MEPX software

unzip the archive and run the mepx.exe application. There is no installation kit. Please remember where you saved it so that you can run it next time.

Apple macOS / OSX (64-bit) (version 10.13 or newer; Intel and Apple Silicon)

Download the program from here:

mepx_macos.zip (4.4 MB)

It is .zip archive. Double-click it in Finder. It should be decompressed in the same folder as the zip archive. Open it from there (you should right click the icon and choose Open command).

Ubuntu (64-bit) (tested on Ubuntu 18)

Download the program from here:

mepx.deb (2.23 MB)

Install the program with Ubuntu Software Center.

If the icons are not shown on buttons, please open a Terminal and run the following command (this will display icons on buttons - which are disabled by default):

gsettings set org.gnome.settings-daemon.plugins.xsettings overrides "{'Gtk/ButtonImages': <1>, 'Gtk/MenuImages': <1>}"

Test data

Test projects (taken from PROBEN1 and other datasets) can be downloaded from: MEPX test projects on Github. Just download a .xml file and press the Load project button from MEPX to load it.

User manual

Quick start
Data
1. Loading data
2. Problem description
Parameters
Results
Use cases
The format of the project files
Running from the command line
Integrating MEPX into other programs
MEPX formulas as Excel functions
Reporting problems

1. Quick start

Select Data panel.
Select Training data panel.
Press the Load training data button and choose a csv or text file. Data must be separated by blank space, tab, comma or semicolon.
Select Parameters panel.

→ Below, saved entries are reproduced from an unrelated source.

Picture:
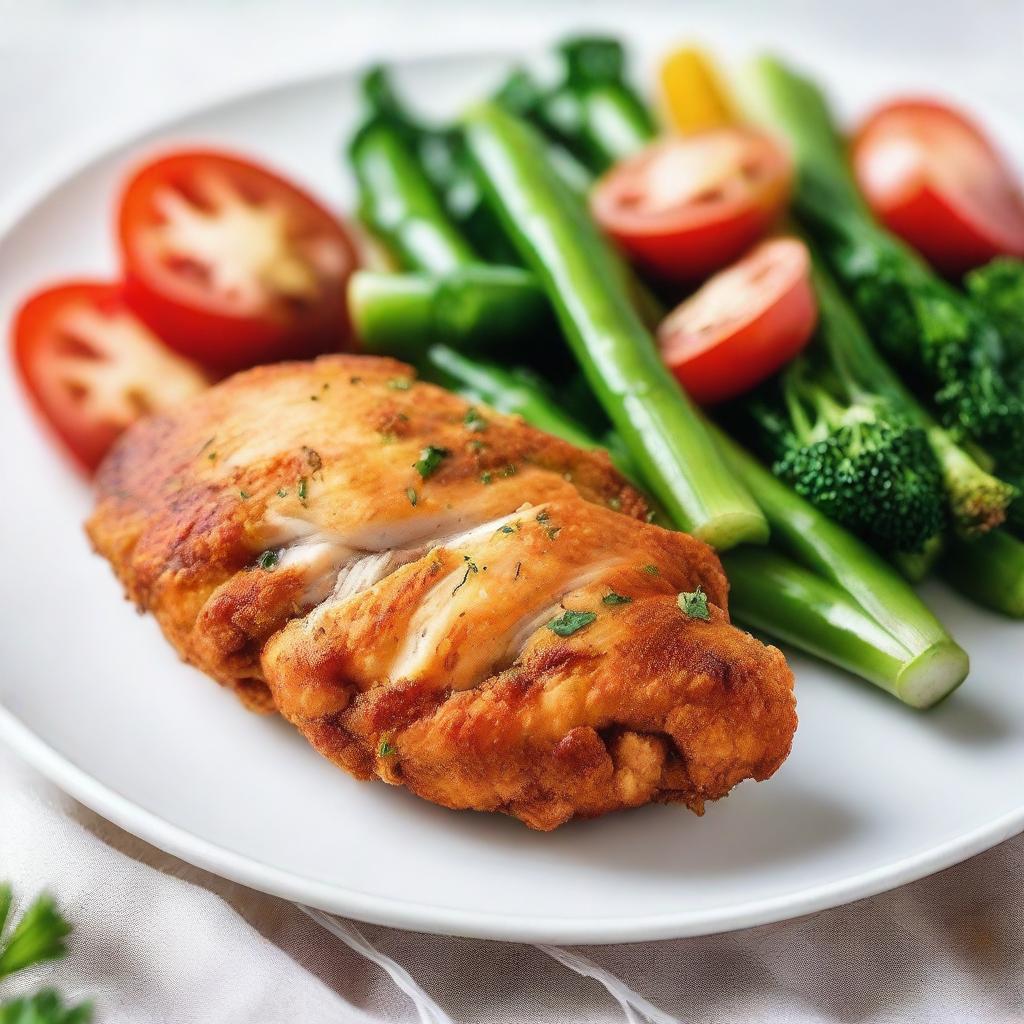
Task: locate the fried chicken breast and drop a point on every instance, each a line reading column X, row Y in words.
column 438, row 595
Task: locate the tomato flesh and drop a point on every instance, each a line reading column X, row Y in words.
column 934, row 178
column 743, row 324
column 686, row 207
column 231, row 264
column 92, row 369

Modify some parameters if needed. For instance, one could modify code length, number of subpopulations, the (sub)population size, number of generations etc. Also, specify the problem type (regression or binary classification).
Press the Start button from the main toolbar.
Read the results from the Results panel.
You can also save the entire project (data, parameters, results) by pressing the Save project from the main toolbar.

2. Data

The analysis is performed on tabular data. Data must be complete (no missing values).

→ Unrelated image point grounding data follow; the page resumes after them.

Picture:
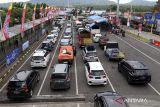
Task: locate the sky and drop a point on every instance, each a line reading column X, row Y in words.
column 121, row 1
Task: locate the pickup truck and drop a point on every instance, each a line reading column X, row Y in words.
column 112, row 51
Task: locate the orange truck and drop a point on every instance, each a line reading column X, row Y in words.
column 66, row 54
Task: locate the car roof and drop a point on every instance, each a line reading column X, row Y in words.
column 115, row 101
column 65, row 40
column 59, row 68
column 137, row 64
column 39, row 52
column 112, row 42
column 95, row 66
column 21, row 75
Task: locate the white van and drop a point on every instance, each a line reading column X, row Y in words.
column 40, row 58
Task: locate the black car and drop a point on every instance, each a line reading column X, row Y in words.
column 109, row 99
column 134, row 71
column 60, row 77
column 22, row 83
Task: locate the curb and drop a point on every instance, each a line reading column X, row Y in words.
column 54, row 98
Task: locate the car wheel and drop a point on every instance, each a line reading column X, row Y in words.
column 31, row 93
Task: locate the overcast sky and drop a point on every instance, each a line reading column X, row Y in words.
column 121, row 1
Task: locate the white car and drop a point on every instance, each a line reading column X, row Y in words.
column 52, row 38
column 96, row 37
column 95, row 73
column 40, row 58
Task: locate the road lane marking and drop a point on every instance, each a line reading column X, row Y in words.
column 40, row 89
column 145, row 44
column 154, row 89
column 20, row 67
column 147, row 57
column 75, row 63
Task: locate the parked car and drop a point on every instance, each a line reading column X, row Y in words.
column 95, row 73
column 109, row 99
column 40, row 58
column 89, row 53
column 96, row 37
column 52, row 38
column 60, row 77
column 102, row 41
column 65, row 42
column 47, row 45
column 22, row 84
column 112, row 51
column 134, row 71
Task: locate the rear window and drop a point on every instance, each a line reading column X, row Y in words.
column 97, row 72
column 59, row 76
column 37, row 57
column 16, row 84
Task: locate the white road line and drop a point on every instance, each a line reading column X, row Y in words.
column 75, row 63
column 146, row 44
column 40, row 89
column 147, row 57
column 154, row 89
column 113, row 89
column 19, row 68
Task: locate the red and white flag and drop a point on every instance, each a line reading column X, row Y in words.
column 23, row 18
column 33, row 16
column 5, row 29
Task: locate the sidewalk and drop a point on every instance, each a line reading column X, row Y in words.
column 145, row 36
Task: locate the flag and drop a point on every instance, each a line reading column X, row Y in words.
column 33, row 16
column 23, row 18
column 5, row 29
column 41, row 13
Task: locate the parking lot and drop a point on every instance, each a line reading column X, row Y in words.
column 134, row 50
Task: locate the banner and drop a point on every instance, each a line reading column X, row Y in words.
column 23, row 18
column 33, row 16
column 5, row 29
column 11, row 57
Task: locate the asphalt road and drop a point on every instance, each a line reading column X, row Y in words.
column 134, row 50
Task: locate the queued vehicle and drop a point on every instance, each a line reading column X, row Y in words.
column 96, row 37
column 40, row 58
column 22, row 84
column 95, row 73
column 134, row 71
column 112, row 51
column 47, row 45
column 60, row 77
column 66, row 54
column 109, row 99
column 102, row 41
column 52, row 38
column 65, row 42
column 89, row 53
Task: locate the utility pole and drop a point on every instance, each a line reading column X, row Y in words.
column 117, row 17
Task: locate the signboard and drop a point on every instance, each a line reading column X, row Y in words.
column 157, row 16
column 148, row 16
column 25, row 45
column 11, row 57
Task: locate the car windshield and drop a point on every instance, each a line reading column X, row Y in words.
column 97, row 72
column 37, row 57
column 15, row 84
column 59, row 76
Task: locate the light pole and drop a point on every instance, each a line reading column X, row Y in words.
column 117, row 17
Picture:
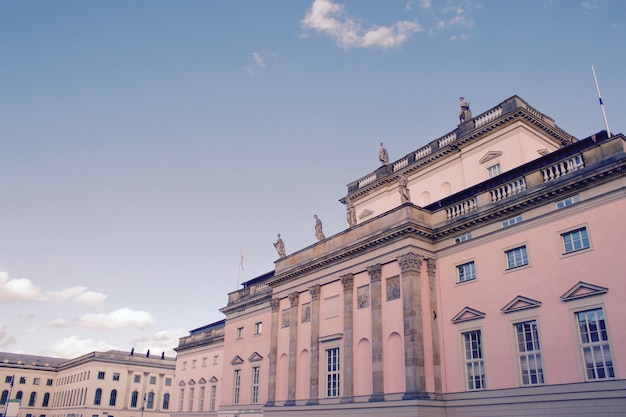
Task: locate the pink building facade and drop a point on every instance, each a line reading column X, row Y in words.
column 478, row 275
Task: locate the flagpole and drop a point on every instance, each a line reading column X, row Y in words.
column 606, row 122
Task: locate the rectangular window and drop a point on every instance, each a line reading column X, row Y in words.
column 575, row 240
column 512, row 221
column 529, row 353
column 594, row 344
column 333, row 375
column 213, row 398
column 474, row 364
column 466, row 272
column 568, row 201
column 516, row 257
column 256, row 372
column 493, row 170
column 236, row 386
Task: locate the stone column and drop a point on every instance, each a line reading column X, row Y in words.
column 348, row 329
column 293, row 348
column 410, row 266
column 315, row 347
column 271, row 392
column 432, row 282
column 378, row 386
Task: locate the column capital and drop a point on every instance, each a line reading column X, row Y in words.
column 348, row 282
column 294, row 298
column 315, row 292
column 375, row 272
column 410, row 262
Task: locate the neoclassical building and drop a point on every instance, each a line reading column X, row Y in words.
column 98, row 384
column 480, row 274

There are 3 different types of data: Training, Validation, and Test. The training stage of the algorithm is performed on Training and (optionally on Validation data). At the end of the search process, the best solution (on Validation data - if present, if not on Training data) is tested against Test data.

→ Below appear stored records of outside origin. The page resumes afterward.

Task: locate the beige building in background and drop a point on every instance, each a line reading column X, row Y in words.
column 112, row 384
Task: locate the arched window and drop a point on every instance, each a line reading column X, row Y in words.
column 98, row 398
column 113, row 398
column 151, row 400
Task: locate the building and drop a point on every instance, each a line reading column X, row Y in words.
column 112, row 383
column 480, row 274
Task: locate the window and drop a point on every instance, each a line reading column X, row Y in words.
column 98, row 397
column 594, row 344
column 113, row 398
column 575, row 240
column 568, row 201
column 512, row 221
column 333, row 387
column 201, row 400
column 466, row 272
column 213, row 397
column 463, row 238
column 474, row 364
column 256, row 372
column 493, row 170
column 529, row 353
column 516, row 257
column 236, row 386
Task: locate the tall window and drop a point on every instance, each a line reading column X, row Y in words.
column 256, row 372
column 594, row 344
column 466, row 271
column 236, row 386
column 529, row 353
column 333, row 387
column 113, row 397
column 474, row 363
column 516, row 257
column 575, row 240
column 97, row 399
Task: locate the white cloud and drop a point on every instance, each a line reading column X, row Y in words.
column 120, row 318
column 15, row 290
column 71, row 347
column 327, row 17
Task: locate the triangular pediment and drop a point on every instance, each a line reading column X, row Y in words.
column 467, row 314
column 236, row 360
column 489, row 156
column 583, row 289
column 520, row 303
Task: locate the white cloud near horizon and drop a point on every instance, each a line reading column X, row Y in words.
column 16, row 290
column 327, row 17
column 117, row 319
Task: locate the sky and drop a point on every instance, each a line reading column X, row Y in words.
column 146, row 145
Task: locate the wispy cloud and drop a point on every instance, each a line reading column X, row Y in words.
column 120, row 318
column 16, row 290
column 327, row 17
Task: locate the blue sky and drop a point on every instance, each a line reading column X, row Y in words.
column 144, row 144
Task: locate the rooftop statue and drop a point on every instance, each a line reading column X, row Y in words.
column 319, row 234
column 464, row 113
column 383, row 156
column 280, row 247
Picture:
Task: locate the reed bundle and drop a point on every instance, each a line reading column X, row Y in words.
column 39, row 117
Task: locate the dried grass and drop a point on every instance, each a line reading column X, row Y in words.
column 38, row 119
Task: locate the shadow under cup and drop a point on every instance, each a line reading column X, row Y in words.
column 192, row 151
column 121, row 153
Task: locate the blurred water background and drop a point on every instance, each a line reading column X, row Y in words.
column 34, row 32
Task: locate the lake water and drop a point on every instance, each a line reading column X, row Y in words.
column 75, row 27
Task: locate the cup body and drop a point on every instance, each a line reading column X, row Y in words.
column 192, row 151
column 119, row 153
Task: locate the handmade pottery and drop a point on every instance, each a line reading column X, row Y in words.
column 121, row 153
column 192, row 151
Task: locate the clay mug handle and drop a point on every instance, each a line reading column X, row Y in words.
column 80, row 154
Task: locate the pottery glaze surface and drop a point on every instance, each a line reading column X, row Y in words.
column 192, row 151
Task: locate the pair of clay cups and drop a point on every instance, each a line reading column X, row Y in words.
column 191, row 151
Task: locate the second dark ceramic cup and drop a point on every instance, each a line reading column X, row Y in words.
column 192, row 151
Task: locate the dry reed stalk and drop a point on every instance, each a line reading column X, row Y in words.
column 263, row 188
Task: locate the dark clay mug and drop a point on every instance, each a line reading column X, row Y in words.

The last value(s) (Target(s) column(s)) on each row is the target (expected output). Test data can be without an output (they may have fewer columns than training data).

The symbolic regression and time-series problems may have one output or more than one output. (More than one output is only allowed starting with version 2023.02.16)

Data for classification problems can have 1 output (1 column as output) only (but the generated programs for multi-class classification can have multiple outputs - see below).

For classification problems, the last column may contain only integer values (2 distinct values for binary classification or more for multi-class classification). Starting with version 2022.7.19, any integer values are accepted as output for classification problems. Previously, only continuous, integer values, starting with 0 were accepted as output for classification problems.

It is also possible that the output for classification problems to be loaded from files in one-of-m format. For instance, if the problem has 5 classes, the output consists in 5 binary values, one of them being set to 1 and all others being set to 0 (example: 0 1 0 0 0).

Training data is compulsory. The others (validation and test) are optional.

Alphanumeric values can be loaded into MEPX.

Alphanumeric values must be converted to numerical values before running the analysis. You have several specialized buttons for that:

To numeric - which will do an automatic conversion of alphanumerical values to integer values. The first alphanumerical value will be converted to 0, the second (distinct one) to one, and so on.
Replace values - which will replace some values (alphanumeric with numeric). Find and replace works with regular expressions too.
Export all data - which exports all data (Training + Validation + Test).

The user can also scale numerical values to a given interval.

2.1. Loading data

Data are loaded from csv, txt or other text files. The user can load data by pressing the Load button from the Training, Validation or Test page.

Import data window helps the user to specify which list separator, decimal separators and the number of classes (only for the one-of-m format of the output)

Values must be separated by blank space, tab, semicolon (;) or comma (,).

Values cannot be separated by multiple different separators (for example comma and space).

Consecutive separators are treated as one.

If the separators are correct, the data will appear in tabular format, as bellow:

For classification data with the output in one-of-m format, the user must specify the correct number of classes.

This setting has no effect in the Import data window, but, on the main page, the Target column is computed and displayed correctly:

2.2. Problem description

A description of the problem can also be given and it will be saved as part of the project.

3. Parameters

3.1. Data type

Can be:

Real numbers - the underlying data type for inputs, programs, output is the double (64 bit real numbers).
Integer numbers - the underlying data type for inputs, programs, output is the long long (64 bit integer numbers). Valid only for symbolic regression and time series problems. Only a limited set of mathematical functions can be used here.

3.2. Problem type

Can be:

Symbolic Regression (sometimes called function fitting) with one or more outputs.
Binary classification (with 2 classes)
Multi-class classification (with 2 or more classes)
Time series (univariate and multivariate)

Data for time-series can have 1 column or multiple columns. All columns are considered targets for time-series. (Multiple columns are permited only starting with version 2023.02.16.)

3.3. Error (Fitness) function

The algorithm will try to minimize the error.

Symbolic Regression

For symbolic regression problems, the fitness is:

Mean Absolute Error (sum of absolute errors for each data (that is the difference between Target and the actual Output) divided by the number of examples)
Mean Squared Error (sum of squared errors divided by the number of examples).

Classification

For classification, problems the fitness is computed in multiple ways depending on the problem or strategy. However what we report, in the resulting tables, is the percentage of incorrectly classified data (the number of incorrectly classified examples divided by the number of examples and multiplied by 100).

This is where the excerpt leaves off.